Il suffit d’un litre de lubrifiant pour contaminer jusqu’à un million de litres d’eau. Rien qu’au Brésil, un milliard de contenants en plastique d’huile lubrifiante sont éliminés chaque année. Une fois les contenants vidés, ce sont près de deux millions de litres de lubrifiant résiduel qui sont rejetés dans l’environnement. Actuellement, seuls 9% des contenants sont recyclés. Les techniques de recyclage traditionnelles consomment une quantité d’eau considérable et n’éliminent pas la totalité des résidus de lubrifiant, montrant ainsi que les contenants en plastique restent des matériaux de mauvaise qualité pour le recyclage.
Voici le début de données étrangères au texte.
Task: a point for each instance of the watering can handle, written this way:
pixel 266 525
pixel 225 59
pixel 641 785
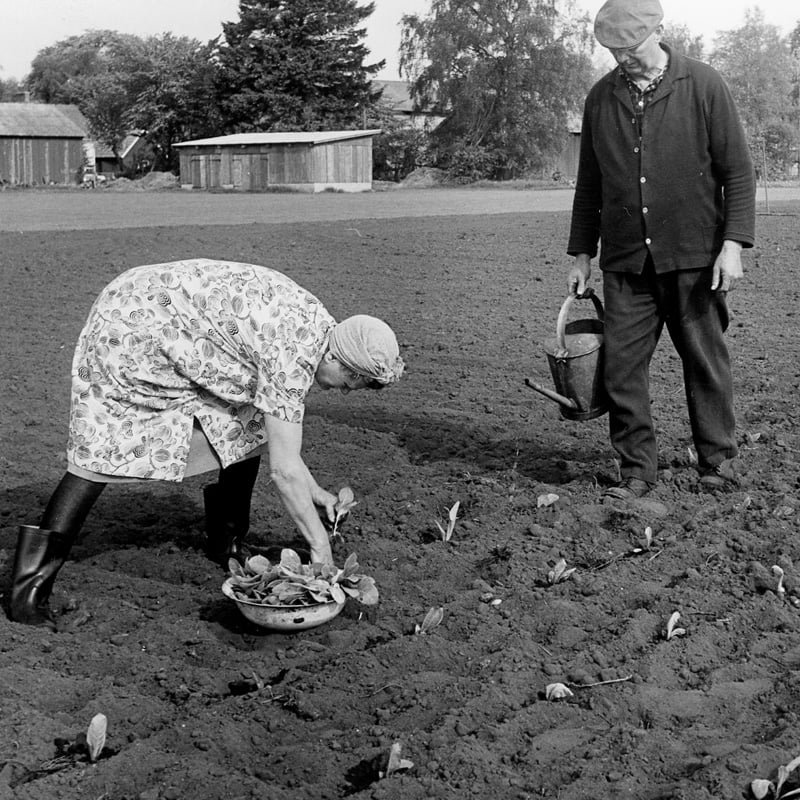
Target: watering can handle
pixel 564 313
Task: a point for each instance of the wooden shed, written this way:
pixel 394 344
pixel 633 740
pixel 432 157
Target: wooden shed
pixel 257 162
pixel 39 144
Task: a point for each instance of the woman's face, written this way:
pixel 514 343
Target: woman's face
pixel 332 374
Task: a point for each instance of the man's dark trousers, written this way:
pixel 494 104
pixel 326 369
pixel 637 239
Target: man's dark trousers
pixel 636 309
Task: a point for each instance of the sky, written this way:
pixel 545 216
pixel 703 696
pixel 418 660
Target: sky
pixel 28 26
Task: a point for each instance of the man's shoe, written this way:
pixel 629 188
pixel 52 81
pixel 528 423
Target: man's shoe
pixel 628 489
pixel 719 477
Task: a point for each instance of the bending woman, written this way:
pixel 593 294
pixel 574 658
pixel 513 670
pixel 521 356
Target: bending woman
pixel 192 366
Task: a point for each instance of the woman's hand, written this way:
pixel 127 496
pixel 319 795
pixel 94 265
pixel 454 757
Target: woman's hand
pixel 326 500
pixel 299 491
pixel 321 553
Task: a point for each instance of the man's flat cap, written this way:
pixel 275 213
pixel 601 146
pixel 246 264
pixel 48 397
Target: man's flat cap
pixel 621 24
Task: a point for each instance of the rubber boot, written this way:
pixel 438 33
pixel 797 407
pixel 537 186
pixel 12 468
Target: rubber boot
pixel 227 507
pixel 40 555
pixel 224 538
pixel 42 551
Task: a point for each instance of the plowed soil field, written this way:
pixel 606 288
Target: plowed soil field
pixel 202 704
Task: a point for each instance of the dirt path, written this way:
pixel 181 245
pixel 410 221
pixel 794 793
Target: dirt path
pixel 41 210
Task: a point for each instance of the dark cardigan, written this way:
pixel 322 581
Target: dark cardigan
pixel 691 186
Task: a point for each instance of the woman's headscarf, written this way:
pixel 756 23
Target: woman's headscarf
pixel 367 345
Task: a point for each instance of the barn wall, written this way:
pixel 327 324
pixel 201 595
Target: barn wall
pixel 349 161
pixel 32 161
pixel 261 167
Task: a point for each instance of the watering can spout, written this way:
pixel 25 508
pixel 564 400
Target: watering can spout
pixel 559 398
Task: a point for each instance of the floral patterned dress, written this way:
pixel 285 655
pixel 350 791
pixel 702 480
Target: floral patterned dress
pixel 167 344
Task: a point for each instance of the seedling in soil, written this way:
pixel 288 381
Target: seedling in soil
pixel 645 542
pixel 96 736
pixel 671 630
pixel 395 762
pixel 778 573
pixel 432 619
pixel 560 572
pixel 343 505
pixel 447 533
pixel 762 788
pixel 557 691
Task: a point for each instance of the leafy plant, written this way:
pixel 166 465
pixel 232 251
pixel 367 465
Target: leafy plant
pixel 780 590
pixel 671 630
pixel 432 619
pixel 447 533
pixel 559 572
pixel 289 582
pixel 762 788
pixel 345 502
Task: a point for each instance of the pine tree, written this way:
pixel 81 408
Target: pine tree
pixel 295 65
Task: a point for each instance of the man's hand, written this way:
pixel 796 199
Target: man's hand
pixel 727 267
pixel 579 274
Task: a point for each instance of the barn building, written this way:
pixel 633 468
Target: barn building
pixel 40 144
pixel 257 162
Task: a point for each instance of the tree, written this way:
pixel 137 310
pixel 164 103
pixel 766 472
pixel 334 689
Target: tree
pixel 680 38
pixel 175 97
pixel 97 71
pixel 506 74
pixel 295 64
pixel 10 90
pixel 756 63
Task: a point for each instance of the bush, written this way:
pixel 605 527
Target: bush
pixel 469 163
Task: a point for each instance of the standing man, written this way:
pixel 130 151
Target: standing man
pixel 666 184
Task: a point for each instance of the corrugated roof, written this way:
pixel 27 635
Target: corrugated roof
pixel 37 120
pixel 282 137
pixel 125 146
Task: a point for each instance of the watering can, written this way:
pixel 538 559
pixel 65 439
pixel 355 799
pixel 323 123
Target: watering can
pixel 575 357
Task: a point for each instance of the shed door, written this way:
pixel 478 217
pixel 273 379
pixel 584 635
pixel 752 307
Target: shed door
pixel 237 172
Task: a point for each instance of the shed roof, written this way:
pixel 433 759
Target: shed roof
pixel 38 120
pixel 396 94
pixel 282 137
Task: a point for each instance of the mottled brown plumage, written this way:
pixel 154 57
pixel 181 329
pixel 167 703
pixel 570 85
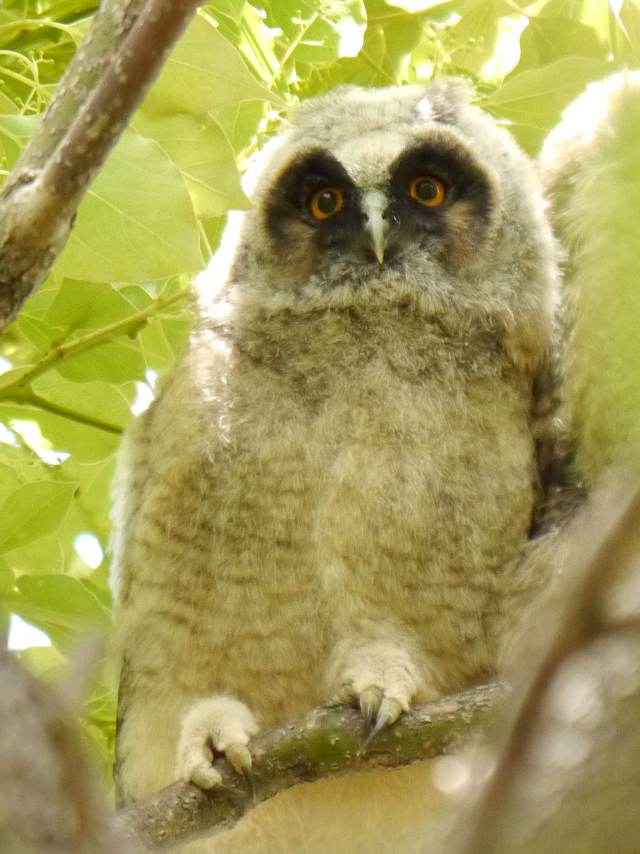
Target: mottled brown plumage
pixel 334 491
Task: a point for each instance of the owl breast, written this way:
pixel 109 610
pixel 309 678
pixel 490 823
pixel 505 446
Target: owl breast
pixel 350 493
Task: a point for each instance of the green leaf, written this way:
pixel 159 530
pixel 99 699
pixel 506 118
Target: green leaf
pixel 537 97
pixel 476 33
pixel 546 40
pixel 136 222
pixel 32 511
pixel 62 606
pixel 203 71
pixel 86 305
pixel 592 13
pixel 115 362
pixel 200 149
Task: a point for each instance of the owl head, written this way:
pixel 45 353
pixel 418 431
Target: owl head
pixel 373 193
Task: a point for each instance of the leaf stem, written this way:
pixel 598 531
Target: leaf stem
pixel 30 398
pixel 88 341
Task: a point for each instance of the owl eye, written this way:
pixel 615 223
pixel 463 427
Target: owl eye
pixel 427 190
pixel 325 202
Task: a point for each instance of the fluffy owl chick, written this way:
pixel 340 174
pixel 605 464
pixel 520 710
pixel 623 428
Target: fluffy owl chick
pixel 333 492
pixel 591 171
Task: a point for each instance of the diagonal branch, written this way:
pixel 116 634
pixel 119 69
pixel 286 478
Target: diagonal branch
pixel 42 195
pixel 326 743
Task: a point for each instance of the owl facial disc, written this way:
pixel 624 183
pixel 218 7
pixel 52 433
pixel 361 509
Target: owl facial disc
pixel 374 207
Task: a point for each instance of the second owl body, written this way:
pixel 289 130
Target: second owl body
pixel 335 489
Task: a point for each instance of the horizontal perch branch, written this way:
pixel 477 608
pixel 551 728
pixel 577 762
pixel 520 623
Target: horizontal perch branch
pixel 327 742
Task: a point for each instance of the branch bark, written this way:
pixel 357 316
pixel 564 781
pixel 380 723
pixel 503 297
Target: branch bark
pixel 50 796
pixel 571 751
pixel 328 742
pixel 117 61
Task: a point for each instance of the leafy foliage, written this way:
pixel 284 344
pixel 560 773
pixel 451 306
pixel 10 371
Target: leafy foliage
pixel 85 350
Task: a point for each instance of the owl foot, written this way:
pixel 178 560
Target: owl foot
pixel 217 724
pixel 382 680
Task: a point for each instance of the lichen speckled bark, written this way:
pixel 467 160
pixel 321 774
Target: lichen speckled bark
pixel 326 743
pixel 109 28
pixel 99 93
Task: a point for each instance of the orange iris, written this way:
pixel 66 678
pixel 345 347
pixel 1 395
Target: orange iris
pixel 325 202
pixel 427 190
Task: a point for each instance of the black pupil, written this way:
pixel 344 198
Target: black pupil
pixel 426 190
pixel 326 201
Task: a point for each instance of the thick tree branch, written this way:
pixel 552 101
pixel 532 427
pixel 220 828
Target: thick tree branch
pixel 43 194
pixel 328 742
pixel 50 796
pixel 109 28
pixel 571 751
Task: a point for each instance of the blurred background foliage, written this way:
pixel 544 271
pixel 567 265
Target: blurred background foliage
pixel 83 356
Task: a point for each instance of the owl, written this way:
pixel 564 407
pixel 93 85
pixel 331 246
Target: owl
pixel 334 493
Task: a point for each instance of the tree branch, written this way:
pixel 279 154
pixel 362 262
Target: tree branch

Comprenant l’ampleur du problème et ses graves conséquences sur l’environnement, l’entreprise brésilienne Eco Panplas a mis au point une invention primée qui est propre, sûre et durable, 30% moins chère que les techniques de recyclage traditionnelles. L’entreprise prévoit d’ouvrir cinq nouveaux sites à travers le Brésil en vue de recycler jusqu’à 24 000 tonnes de contenants par an. Felipe Cardoso, directeur général d’Eco Panplas, nous présente son parcours en tant qu’entrepreneur, en quoi les brevets sont importants pour son entreprise et ses projets futurs d’expansion sur les marchés internationaux.
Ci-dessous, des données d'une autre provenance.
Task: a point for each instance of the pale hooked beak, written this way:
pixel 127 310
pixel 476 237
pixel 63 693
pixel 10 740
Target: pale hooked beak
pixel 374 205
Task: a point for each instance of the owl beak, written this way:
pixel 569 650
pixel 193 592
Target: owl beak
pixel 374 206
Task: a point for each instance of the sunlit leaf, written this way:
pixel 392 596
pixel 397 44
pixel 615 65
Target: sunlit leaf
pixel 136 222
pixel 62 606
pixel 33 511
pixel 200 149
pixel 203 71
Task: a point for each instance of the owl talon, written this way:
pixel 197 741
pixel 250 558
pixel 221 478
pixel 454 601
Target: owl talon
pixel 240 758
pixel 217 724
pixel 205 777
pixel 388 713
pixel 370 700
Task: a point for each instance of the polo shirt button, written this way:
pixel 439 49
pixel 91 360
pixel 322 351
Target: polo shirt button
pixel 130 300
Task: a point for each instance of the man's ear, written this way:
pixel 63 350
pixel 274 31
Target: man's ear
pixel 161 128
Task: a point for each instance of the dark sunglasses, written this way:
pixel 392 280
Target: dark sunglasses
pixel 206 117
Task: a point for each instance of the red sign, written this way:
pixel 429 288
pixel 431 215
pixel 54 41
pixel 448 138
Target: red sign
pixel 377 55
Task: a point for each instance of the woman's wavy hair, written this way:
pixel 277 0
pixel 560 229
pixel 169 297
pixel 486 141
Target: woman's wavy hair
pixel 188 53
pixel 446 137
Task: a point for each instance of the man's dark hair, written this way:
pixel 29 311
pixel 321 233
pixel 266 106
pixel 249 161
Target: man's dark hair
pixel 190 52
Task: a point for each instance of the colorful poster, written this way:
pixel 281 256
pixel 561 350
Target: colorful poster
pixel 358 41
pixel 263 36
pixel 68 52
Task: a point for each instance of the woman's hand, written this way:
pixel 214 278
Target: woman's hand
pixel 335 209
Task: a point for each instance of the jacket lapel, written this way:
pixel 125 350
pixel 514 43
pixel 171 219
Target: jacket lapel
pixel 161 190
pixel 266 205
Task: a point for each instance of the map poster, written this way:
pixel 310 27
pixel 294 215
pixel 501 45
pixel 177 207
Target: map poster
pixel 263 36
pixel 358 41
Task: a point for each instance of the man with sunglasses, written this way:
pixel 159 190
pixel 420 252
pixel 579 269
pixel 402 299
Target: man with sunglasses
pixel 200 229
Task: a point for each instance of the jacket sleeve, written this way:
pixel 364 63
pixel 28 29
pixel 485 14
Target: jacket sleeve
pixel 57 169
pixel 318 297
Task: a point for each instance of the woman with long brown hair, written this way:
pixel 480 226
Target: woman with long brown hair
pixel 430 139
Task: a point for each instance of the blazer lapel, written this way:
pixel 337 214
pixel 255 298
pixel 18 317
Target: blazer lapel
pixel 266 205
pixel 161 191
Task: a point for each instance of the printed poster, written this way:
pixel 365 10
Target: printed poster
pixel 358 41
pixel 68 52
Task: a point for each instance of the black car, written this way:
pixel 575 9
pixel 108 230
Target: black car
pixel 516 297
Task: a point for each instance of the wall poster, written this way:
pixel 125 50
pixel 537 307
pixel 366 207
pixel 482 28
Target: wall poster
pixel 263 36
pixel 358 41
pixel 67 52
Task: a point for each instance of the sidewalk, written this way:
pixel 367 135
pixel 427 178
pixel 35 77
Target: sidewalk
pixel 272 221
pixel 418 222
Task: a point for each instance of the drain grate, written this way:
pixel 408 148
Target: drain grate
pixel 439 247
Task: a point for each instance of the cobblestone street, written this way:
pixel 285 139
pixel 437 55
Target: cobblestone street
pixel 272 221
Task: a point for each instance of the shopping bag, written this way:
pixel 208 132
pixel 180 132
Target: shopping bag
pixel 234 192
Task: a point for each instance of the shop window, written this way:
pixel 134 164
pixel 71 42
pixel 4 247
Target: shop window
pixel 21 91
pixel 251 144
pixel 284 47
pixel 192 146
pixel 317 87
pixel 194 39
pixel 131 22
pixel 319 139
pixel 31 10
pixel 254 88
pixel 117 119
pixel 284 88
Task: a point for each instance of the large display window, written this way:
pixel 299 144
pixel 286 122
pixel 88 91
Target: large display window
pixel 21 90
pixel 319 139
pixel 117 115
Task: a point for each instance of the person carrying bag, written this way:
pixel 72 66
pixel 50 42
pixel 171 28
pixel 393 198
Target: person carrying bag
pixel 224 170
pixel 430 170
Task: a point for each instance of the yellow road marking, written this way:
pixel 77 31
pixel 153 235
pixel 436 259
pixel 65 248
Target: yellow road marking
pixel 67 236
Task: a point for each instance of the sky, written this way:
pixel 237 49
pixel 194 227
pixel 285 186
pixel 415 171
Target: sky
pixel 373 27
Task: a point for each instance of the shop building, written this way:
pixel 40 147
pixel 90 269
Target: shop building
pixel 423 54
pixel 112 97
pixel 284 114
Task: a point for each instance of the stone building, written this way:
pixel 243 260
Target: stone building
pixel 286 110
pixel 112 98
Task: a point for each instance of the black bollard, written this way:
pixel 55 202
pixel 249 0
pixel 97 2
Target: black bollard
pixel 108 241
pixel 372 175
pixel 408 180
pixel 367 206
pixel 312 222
Rien qu’au Brésil, un milliard de contenants en plastique d’huile lubrifiante sont éliminés chaque année. Une fois les contenants vidés, ce sont près de deux millions de litres de lubrifiant résiduel qui sont rejetés dans l’environnement.
Comment avez-vous découvert le marché du recyclage?
Avant d’étudier la gestion d’entreprise et de devenir entrepreneur, j’ai travaillé dans le secteur privé où j’étais responsable d’une équipe de vente. Mais j’ai toujours voulu gérer ma propre entreprise dans un domaine qui profiterait à la société. J’ai compris que le recyclage du plastique représentait un projet intéressant et, en 2011, j’ai finalement créé l’entreprise EcoPan.
Et ça a marché?
Malheureusement, non. Nous assurions le recyclage des déchets post-industriels, mais pour des raisons économiques, aujourd’hui la plupart des entreprises reprennent et recyclent elles-mêmes les déchets qu’elles produisent. Cette expérience a toutefois permis de poser les fondations de ce qui allait devenir Eco Panplas, que nous avons créée avec mes cofondateurs en 2014.
Après la faillite d’EcoPan, j’ai visité plus de 300 entreprises et j’ai trouvé une opportunité; aucune entreprise de recyclage n’arrivait à résoudre le problème de la décontamination des contenants d’huile lubrifiante. J’ai analysé la situation et j’ai vu que, au Brésil et ailleurs, le procédé de recyclage était toujours le même : on consomme de l’eau pour éliminer les polluants, avec des répercussions néfastes tant au niveau de la consommation d’eau qu’au niveau de la pollution des décharges et de l’environnement.
Notre objectif est de générer environ 43 millions de reais brésiliens d’ici fin 2023 et de recycler 24 000 tonnes de contenants d’huile lubrifiante par an d’ici 2026.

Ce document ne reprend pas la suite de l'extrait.